Rodney Harrison is Professor of Heritage Studies at the UCL Institute of Archaeology. He is Principal Investigator for a large international research project called Heritage Futures, which takes a comparative approach to understanding different forms of natural and cultural heritage conservation as future-making practices. His research most heavily influenced the Afterlives-Extinctions section of the exhibition. Professor Harrison has provided a number of objects for the exhibition, including seed pouches from the Svalbard Global Seed Vault which stores seed samples from world’s crop collection for future generations. http://www.heritage-futures.org
Helen Hailes is a Professor of Chemical Biology with a focus on synthetic organic chemistry. Her research has influenced the Energies-Resources section of the exhibition. She is currently leading an investigation of how waste biomass (such as sugar beet pulp) can be used as an alternative for fossil fuels as starting material for bulk chemicals used in the pharmaceutical and agrochemical industries.

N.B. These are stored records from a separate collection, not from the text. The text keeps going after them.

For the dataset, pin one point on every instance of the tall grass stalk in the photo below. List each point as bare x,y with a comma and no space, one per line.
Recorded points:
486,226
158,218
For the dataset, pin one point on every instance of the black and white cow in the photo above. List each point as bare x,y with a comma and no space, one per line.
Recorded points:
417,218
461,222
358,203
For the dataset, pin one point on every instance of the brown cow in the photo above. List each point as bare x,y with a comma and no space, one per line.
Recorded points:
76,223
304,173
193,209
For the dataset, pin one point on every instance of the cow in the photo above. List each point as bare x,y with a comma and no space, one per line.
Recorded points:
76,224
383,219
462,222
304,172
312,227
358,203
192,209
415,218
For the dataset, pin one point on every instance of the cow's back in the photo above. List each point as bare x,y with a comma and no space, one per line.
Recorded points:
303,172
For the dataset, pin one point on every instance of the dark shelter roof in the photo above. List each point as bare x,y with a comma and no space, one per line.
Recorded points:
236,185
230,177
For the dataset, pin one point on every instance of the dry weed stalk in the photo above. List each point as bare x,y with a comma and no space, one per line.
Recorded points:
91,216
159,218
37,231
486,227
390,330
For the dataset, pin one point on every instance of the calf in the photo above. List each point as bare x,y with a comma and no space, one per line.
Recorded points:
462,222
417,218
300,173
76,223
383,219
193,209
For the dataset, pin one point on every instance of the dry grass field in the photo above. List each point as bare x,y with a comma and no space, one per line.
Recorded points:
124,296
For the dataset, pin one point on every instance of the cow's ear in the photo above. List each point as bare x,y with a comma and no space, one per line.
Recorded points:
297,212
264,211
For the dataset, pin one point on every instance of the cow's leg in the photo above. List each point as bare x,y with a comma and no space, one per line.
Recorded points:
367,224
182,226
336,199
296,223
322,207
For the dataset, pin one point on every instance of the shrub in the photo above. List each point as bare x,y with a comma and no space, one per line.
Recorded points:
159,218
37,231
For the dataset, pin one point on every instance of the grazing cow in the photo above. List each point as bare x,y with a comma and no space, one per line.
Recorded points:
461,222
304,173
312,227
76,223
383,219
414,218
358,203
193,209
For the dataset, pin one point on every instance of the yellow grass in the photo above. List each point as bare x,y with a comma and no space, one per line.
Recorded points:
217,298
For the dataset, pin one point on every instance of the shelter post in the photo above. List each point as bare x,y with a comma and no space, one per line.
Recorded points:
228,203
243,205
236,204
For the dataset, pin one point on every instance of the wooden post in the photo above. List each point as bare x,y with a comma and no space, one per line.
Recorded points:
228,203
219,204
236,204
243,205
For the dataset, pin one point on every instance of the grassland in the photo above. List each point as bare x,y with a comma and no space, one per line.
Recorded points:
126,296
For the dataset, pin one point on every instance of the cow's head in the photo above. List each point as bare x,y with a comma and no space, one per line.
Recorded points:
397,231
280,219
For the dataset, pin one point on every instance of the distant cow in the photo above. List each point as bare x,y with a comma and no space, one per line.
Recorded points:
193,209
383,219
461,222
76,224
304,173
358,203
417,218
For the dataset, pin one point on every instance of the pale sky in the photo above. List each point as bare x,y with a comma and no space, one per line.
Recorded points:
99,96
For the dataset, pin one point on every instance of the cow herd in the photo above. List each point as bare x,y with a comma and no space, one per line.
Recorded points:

Dr. Jane Gilbert is a Senior Lecturer in the Department of French. Her areas of interest include translation and metamorphosis, legendary histories and their relation to fiction, ways of thinking about community, and prophecy. Her research influenced the Afterlives-Extinctions section of the exhibition, particularly biblical and pictorial representations of prophecies and apocalyptic futures.
Carandini and Saleem Laboratories
Professor Matteo Carandini and Dr. Aman Saleem work closely at UCL’s Institute of Behavioural Neuroscience to better understand the brain’s ability to map and navigate space. Their research influenced the questions that underpin the exhibition: how does human movement affect the environment and how does technology facilitate greater human movement around the world?